Training and awareness programmes.
Integrated data governance and DPIA processes.
Renewal-ready documentation for insurers.
Litigation teams, in particular, should adopt explicit “verify and evidence verification” protocols. The “critical safeguard” identified by tribunals is checking outputs against authoritative sources.
AI governance must also connect to cyber governance. Threat actors are using AI to enhance phishing and social engineering. AI liability can arise from fraud as well as hallucination.
What comes next?
Three vectors merit close watch.
First, procedural reform. The Civil Justice Council’s AI working group, announced in June 2025, signals momentum towards potential procedural rule changes or explicit disclosure/verification expectations in court document preparation.
Second, regulatory follow-through. The Divisional Court’s call in Ayinde for urgent professional-body action suggests courts expect visible enforcement and adaptation.
Third, broader AI governance debates. While the UK remains committed to a pro-innovation model, parliamentary debate continues. The direction of travel is unlikely to absolve lawyers of responsibility.
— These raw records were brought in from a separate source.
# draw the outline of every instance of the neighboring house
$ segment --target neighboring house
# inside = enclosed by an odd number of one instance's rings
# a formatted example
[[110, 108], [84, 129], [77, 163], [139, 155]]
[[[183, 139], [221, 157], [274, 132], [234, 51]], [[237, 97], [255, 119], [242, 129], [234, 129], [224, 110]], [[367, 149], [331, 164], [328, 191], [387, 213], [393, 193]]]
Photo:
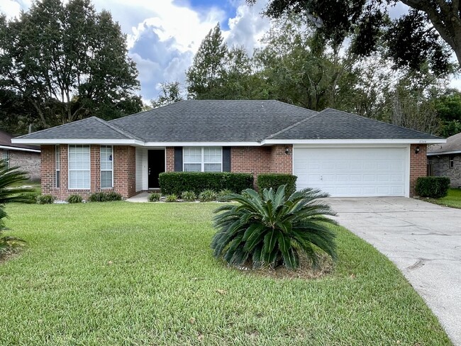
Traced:
[[183, 101], [18, 137], [40, 145], [42, 191], [65, 199], [158, 187], [162, 172], [292, 173], [334, 196], [410, 196], [426, 144], [445, 140], [334, 109], [277, 101]]
[[451, 187], [461, 187], [461, 133], [428, 147], [428, 164], [429, 175], [448, 177]]
[[30, 180], [40, 180], [40, 147], [11, 143], [13, 136], [0, 130], [0, 158], [10, 167], [18, 166]]

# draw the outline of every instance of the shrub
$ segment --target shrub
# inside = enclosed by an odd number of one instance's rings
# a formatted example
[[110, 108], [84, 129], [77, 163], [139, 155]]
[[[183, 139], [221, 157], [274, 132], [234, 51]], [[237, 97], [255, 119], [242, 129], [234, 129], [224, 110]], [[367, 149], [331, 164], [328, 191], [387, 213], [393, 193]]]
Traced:
[[160, 200], [160, 197], [162, 197], [162, 194], [152, 192], [152, 194], [149, 194], [148, 201], [150, 202], [158, 202]]
[[446, 177], [420, 177], [416, 179], [415, 191], [421, 197], [440, 199], [448, 194], [450, 178]]
[[67, 203], [74, 203], [82, 202], [83, 202], [83, 199], [80, 195], [70, 195], [69, 197], [67, 197]]
[[226, 189], [237, 193], [253, 186], [253, 176], [247, 173], [168, 172], [160, 173], [158, 181], [164, 194], [177, 195], [184, 191], [199, 194], [207, 189], [214, 191]]
[[257, 179], [257, 189], [260, 192], [265, 189], [272, 188], [277, 191], [281, 185], [286, 185], [287, 194], [291, 195], [296, 189], [296, 179], [298, 177], [293, 174], [283, 174], [279, 173], [264, 173], [259, 174]]
[[284, 185], [277, 192], [272, 189], [261, 195], [250, 189], [245, 192], [249, 197], [231, 195], [238, 205], [226, 204], [214, 211], [215, 257], [222, 256], [235, 266], [250, 260], [253, 267], [282, 264], [290, 269], [299, 267], [300, 252], [314, 265], [318, 250], [336, 259], [335, 235], [330, 227], [336, 222], [325, 216], [335, 213], [328, 204], [317, 201], [328, 194], [305, 189], [289, 196]]
[[197, 196], [193, 191], [184, 191], [181, 194], [181, 199], [187, 202], [193, 202], [196, 199], [196, 198]]
[[38, 204], [52, 204], [55, 203], [56, 198], [51, 195], [40, 195], [37, 196], [37, 203]]
[[115, 191], [95, 192], [88, 198], [88, 201], [90, 202], [110, 202], [121, 200], [122, 195]]
[[199, 195], [199, 199], [201, 202], [211, 202], [216, 201], [218, 198], [218, 194], [211, 189], [202, 191]]
[[178, 196], [174, 194], [169, 194], [165, 198], [165, 202], [177, 202]]

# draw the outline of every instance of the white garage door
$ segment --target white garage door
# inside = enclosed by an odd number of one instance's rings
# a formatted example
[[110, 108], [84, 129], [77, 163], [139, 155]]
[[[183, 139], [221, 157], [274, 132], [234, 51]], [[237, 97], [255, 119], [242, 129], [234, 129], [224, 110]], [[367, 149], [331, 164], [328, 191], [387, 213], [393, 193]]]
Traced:
[[294, 147], [298, 189], [333, 197], [406, 196], [408, 147]]

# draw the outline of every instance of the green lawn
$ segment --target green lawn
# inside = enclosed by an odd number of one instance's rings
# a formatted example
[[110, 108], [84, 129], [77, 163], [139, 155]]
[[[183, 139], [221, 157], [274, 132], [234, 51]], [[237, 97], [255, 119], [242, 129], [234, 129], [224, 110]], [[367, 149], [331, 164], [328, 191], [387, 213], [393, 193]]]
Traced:
[[323, 279], [226, 267], [209, 248], [216, 207], [7, 206], [28, 245], [0, 264], [0, 345], [451, 345], [398, 269], [343, 228]]
[[428, 201], [440, 206], [461, 208], [461, 189], [450, 189], [448, 195], [442, 199], [429, 199]]

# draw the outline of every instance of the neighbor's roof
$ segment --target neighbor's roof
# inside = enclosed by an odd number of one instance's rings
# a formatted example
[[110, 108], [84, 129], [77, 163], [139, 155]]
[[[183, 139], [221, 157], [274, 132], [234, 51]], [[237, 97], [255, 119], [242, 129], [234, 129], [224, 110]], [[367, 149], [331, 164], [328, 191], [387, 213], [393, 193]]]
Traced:
[[447, 138], [447, 143], [434, 144], [428, 147], [428, 155], [461, 153], [461, 133]]
[[92, 117], [18, 138], [21, 143], [54, 139], [125, 140], [140, 145], [331, 139], [444, 140], [335, 109], [316, 112], [274, 100], [182, 101], [109, 122]]
[[40, 147], [37, 147], [35, 145], [27, 145], [25, 144], [13, 144], [11, 143], [11, 138], [13, 138], [13, 136], [11, 135], [0, 130], [0, 148], [6, 148], [11, 150], [26, 150], [26, 151], [36, 150], [37, 152], [40, 152]]

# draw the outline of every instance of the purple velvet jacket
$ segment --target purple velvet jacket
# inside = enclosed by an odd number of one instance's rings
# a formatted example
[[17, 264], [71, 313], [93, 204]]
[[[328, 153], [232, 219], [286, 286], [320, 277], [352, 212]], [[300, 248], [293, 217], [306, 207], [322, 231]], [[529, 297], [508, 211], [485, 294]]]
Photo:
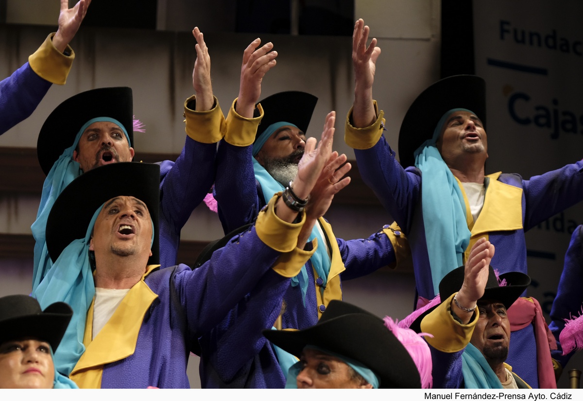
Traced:
[[32, 114], [52, 85], [27, 62], [0, 81], [0, 135]]
[[[256, 184], [252, 157], [251, 146], [220, 142], [215, 188], [226, 233], [252, 221], [264, 203], [261, 187]], [[343, 279], [368, 274], [395, 259], [392, 244], [382, 231], [367, 239], [327, 240], [338, 244], [346, 268], [340, 275]], [[306, 268], [308, 282], [315, 283], [310, 261]], [[209, 335], [201, 338], [203, 388], [285, 386], [287, 372], [282, 371], [271, 343], [261, 331], [271, 329], [280, 312], [283, 329], [303, 329], [315, 325], [318, 319], [316, 291], [319, 289], [317, 285], [308, 286], [304, 306], [300, 287], [292, 287], [289, 282], [261, 288], [261, 292], [254, 290], [248, 294]]]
For now, the liability rule is simple: AI is a workflow tool, not a duty shield. The reasonable solicitor in 2026 is one who understands known AI failure modes, embeds verification, protects confidentiality, documents process and communicates transparently.
In a profession built on trust and procedural integrity, generative AI may increase productivity. But when it comes to liability, the responsibility remains irreducibly human.